In the decades after the publication of The Tragic Sense of Life in Men and in Peoples, Unamuno became internationally famous as the primary spokesperson for the soul of the Spanish people, although most critical response did not appear in print until the end of World War I. Although Unamuno’s perspective clearly embraced Christian thought and was influenced by Saint Paul and the writings of Saint Augustine, his occasional comments on the rituals and trappings of the Catholic Church resulted in the book’s being placed on the Church’s Index as heretical, alongside other writings by Unamuno that failed to support Catholic dogma.

Although not considered an original thinker, Unamuno became known as an incarnation of his time and place, and general interest in his work was first viewed in the light of his political stance during his exile to France in the 1920’s. In his home country, Unamuno’s reputation was built on his work as a whole, and he was noted as a professor, philologist, political thinker, playwright, novelist, poet, as well as essayist, but The Tragic Sense of Life in Men and in Peoples earned for him an international reputation as a leading figure of the European twentieth century. Although he did not establish a new school of philosophical thought, some saw him as a precursor to religious existentialism, and he is noted as a singular voice in the tradition of writers examining the relationship of the self and organized society. His voice resonates themes that parallel changes in European social and political systems in the first half of the twentieth century, and his freshness and passion have earned for him notice as a reformer and major influence on Spanish culture.

After World War II, Unamuno’s work continued to inspire scholarly interest, notably in his commentary on Don Quixote. On the occasions of the seventieth and hundredth anniversaries of his birth, conferences were held in the United States to assess his impact.

Principal Ideas Advanced

•Humanity’s deepest urge is for immortality, particularly of the individual self.

•The tension between reason and irrationality, faith and doubt, is what makes life tragic.

•Pain creates awareness rather than pleasure; suffering makes existence real.

•Previous systems of philosophy offer only dissatisfying consolations.
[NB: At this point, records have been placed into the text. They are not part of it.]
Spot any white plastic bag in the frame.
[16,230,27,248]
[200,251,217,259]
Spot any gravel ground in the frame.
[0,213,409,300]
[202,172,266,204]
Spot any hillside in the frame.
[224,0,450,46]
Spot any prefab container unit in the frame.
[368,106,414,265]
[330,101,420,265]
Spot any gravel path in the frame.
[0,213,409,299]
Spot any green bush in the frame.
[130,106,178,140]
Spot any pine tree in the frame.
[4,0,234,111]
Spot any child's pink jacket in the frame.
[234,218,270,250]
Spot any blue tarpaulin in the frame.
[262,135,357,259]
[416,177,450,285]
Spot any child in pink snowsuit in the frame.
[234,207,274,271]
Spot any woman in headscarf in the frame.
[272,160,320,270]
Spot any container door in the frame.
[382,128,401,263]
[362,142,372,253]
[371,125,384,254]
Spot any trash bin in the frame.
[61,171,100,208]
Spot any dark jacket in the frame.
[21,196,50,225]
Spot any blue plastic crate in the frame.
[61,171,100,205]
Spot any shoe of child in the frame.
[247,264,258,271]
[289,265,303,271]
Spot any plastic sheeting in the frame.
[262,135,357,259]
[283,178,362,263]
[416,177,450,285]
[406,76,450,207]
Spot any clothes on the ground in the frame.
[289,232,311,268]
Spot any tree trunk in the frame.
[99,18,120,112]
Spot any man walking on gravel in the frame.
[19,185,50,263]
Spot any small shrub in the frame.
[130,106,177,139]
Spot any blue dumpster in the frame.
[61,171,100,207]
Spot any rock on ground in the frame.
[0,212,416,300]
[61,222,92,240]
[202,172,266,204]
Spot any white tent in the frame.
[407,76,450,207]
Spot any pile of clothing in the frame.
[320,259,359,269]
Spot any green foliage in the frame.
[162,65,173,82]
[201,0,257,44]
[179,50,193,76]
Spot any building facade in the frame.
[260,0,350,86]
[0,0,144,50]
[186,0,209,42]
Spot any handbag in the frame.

•Meaning is salvation and perpetuation based on faith, hope, and charity.

Bibliography

Baker, Armand F. “The God of Miguel de Unamuno.” Hispania 74, no. 4 (December, 1991): 824-833. Draws upon The Tragic Sense of Life in Men and in Peoples to explicate Unamuno’s theology of one deity, a “universal consciousness.” Calls attention to similarities of Unamuno’s work to Buddhism and to Jung’s concept of the collective unconscious.

Ellis, Robert R. The Tragic Pursuit of Being: Unamuno and Sartre. Tuscaloosa: University of Alabama Press, 1988. A short comparison of the existentialism of Miguel de Unamuno y Jugo and Jean-Paul Sartre.

Ferrater Mora, José. Unamuno: A Philosophy of Tragedy. Translated by Philip Silver. Berkeley: University of California Press, 1962. This book is an excellent, brief survey of Unamuno’s philosophy. The author tries to understand Unamuno as the philosopher understood himself.

Ilie, Paul. Unamuno: An Existentialist View of Self and Society. Madison: University of Wisconsin Press, 1967. This work considers Unamuno’s contributions to existentialism in relation to Søren Kierkegaard, Friedrich Nietzsche, Martin Heidegger, Karl Jaspers, and Jean-Paul Sartre.

Marías, Julían. Miguel de Unamuno. Translated by Frances M. López-Morillas. Cambridge, Mass.: Harvard University Press, 1942. This older but still insightful work analyzes Unamuno’s contribution to philosophy, with occasional biographical references.

Nozick, Martin. Miguel De Unamuno. New York: Twayne, 1971. Together with a short biography, this work is an analysis of Unamuno’s thought and an evaluation of his literary art. Contains a good bibliography.

Rudd, Margaret Thomas. The Lone Heretic: A Biography of Miguel de Unamuno y Jugo. Austin: University of Texas Press, 1963. At 349 pages, this is the most thorough biography in English but problematic in some of its details and interpretations. The work contains a good bibliography.

Wyers, Francis. Miguel De Unamuno: The Contrary Self. London: Tamesis Books Limited, 1976. This work attempts to make sense of the sometimes violent contradictions in Unamuno’s thought and places him as a precursor to existentialism.